Hg repository issues?

10 views
Skip to first unread message

Allan Hollander

unread,
May 12, 2009, 3:03:20 PM5/12/09
to rdflib-dev
Hi all -- I'm trying to download the development version of rdflib
from the Google source repository (I'd like to try a version of rdflib
with a PostgreSQL backend store) but when I attempt to browse the Hg
repository at http://code.google.com/p/rdflib/source/browse/ it just
lists no files. Does something need to be fixed with this repository
or how do I go about obtaining the latest source?

Thanks,

Allan Hollander
Information Center for the Environment, UC Davis

Daniel Krech

unread,
May 12, 2009, 3:13:35 PM5/12/09
to rdfli...@googlegroups.com
Hi Allan,

We've not yet moved our svn history into Hg. I didn't realize all the
source tab pages in code.google have changed to reflect what's in Hg.
I'll bump doing the migration up in priority; hopefully I can do that
this evening. In the main time, the svn repository is still available
at:

svn checkout http://rdflib.googlecode.com/svn/trunk/ rdflib-read-
only

Cheers,
Daniel

Graham Higgins

unread,
May 17, 2009, 1:42:38 PM5/17/09
to rdflib-dev
On May 12, 8:03 pm, Allan Hollander <numen...@magpienest.org> wrote:
> Hi all -- I'm trying to download the development version of rdflib
> from the Google source repository (I'd like to try a version of rdflib
> with a PostgreSQL backend store)

I've recently been playing with the PostgreSQL store option. I
experienced a couple of problems (using PyGres4-beta) ...

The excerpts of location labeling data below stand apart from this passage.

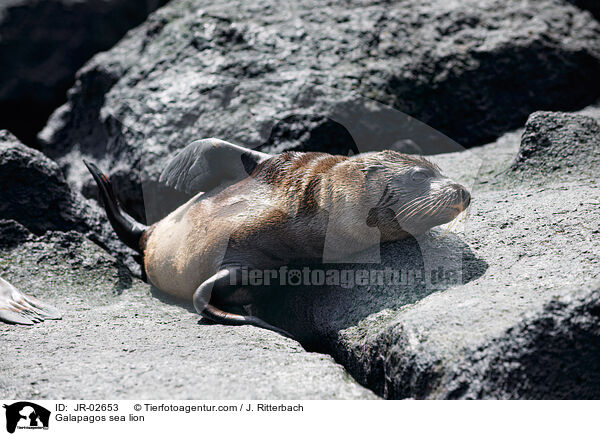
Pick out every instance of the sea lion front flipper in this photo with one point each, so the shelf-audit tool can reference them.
(202, 298)
(209, 163)
(19, 308)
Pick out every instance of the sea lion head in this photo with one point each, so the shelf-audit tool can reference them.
(412, 191)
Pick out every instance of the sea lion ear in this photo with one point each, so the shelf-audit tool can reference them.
(210, 163)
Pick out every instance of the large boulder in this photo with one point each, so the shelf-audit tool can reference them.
(553, 143)
(42, 45)
(125, 343)
(283, 75)
(520, 317)
(35, 194)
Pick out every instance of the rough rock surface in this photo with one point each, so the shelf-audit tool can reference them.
(522, 321)
(278, 74)
(34, 193)
(553, 143)
(591, 5)
(42, 45)
(117, 340)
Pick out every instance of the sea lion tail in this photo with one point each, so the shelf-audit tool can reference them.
(127, 229)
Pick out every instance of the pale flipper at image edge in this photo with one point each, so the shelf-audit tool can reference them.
(19, 308)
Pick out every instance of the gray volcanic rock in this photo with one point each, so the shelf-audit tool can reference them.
(522, 319)
(33, 190)
(122, 342)
(35, 194)
(42, 45)
(591, 5)
(286, 76)
(554, 142)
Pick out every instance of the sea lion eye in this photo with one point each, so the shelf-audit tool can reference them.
(420, 175)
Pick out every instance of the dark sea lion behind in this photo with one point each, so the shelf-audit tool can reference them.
(275, 210)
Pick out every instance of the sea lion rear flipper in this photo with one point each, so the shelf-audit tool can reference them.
(209, 163)
(203, 306)
(19, 308)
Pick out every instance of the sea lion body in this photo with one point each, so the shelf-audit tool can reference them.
(263, 221)
(274, 210)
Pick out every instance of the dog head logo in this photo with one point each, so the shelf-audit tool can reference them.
(26, 415)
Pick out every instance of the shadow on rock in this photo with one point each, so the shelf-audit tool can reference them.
(406, 272)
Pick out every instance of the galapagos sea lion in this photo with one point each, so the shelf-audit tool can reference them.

It's gabby for apparent reason, keeps nattering away on each triple
addition:

NOTICE: CREATE TABLE / PRIMARY KEY will create implicit index
"kb_3b5e0fec61_namespace_binds_pkey" for table
"kb_3b5e0fec61_namespace_binds"
NOTICE: ALTER TABLE / ADD PRIMARY KEY will create implicit index
"kb_3b5e0fec61_identifiers_pkey" for table "kb_3b5e0fec61_identifiers"
NOTICE: ALTER TABLE / ADD PRIMARY KEY will create implicit index
"kb_3b5e0fec61_literals_pkey" for table "kb_3b5e0fec61_literals"
WARNING: there is no transaction in progress

and there's an explicit, hard-coded use of a MySQL-only keyword
(STRAIGHT_JOIN) in store/FOPLRelationalModel/
BinaryRelationPartition.py which kills any PostgreSQL query stone
dead.

A comment in the code for store/MySQL.py indicates that the PostgreSQL
component is to be separated out at some point. In the interim, I'm
using a workaround.

I use psycopg2 (as recommended for SQLAlchemy users). I changed the
MySQL.py import section (~line1477), adding an import test for
psycopg2 and indenting the pgdb imports to suit:

try:
import psycopg2
def _connect(self, db=None):
if db is None:
db = self.config['db']
return PostgreSQL.psycopg2.connect(
user=self.config['user'],
password=self.config['password'],
database=db,
host=self.config['host'],
port=self.config['port'])
except ImportError:
try:
import pgdb
[ ... ]

And (somewhat brutally) I inserted the following test in store/
FOPLRelationalModel/BinaryRelationPartition.py (at line856):

if 'psycopg2' in str(cursor.__class__): query = query.replace
('STRAIGHT_JOIN', '')

[if you're using PyGreSQL, the test is: if 'pgdb' in str
(cursor.__class__) ]

The workaround is effective under Python 2.5.1 and Python 2.6.2 with
psycopg2-2.0.10.

I'm now a happy PostgreSQL-using bunny.

HTH

Graham Higgins

John L. Clark

unread,
May 18, 2009, 2:55:08 PM5/18/09
to rdfli...@googlegroups.com
Graham,

On Sun, May 17, 2009 at 1:42 PM, you wrote:
> I've recently been playing with the PostgreSQL store option. I
> experienced a couple of problems (using PyGres4-beta) ...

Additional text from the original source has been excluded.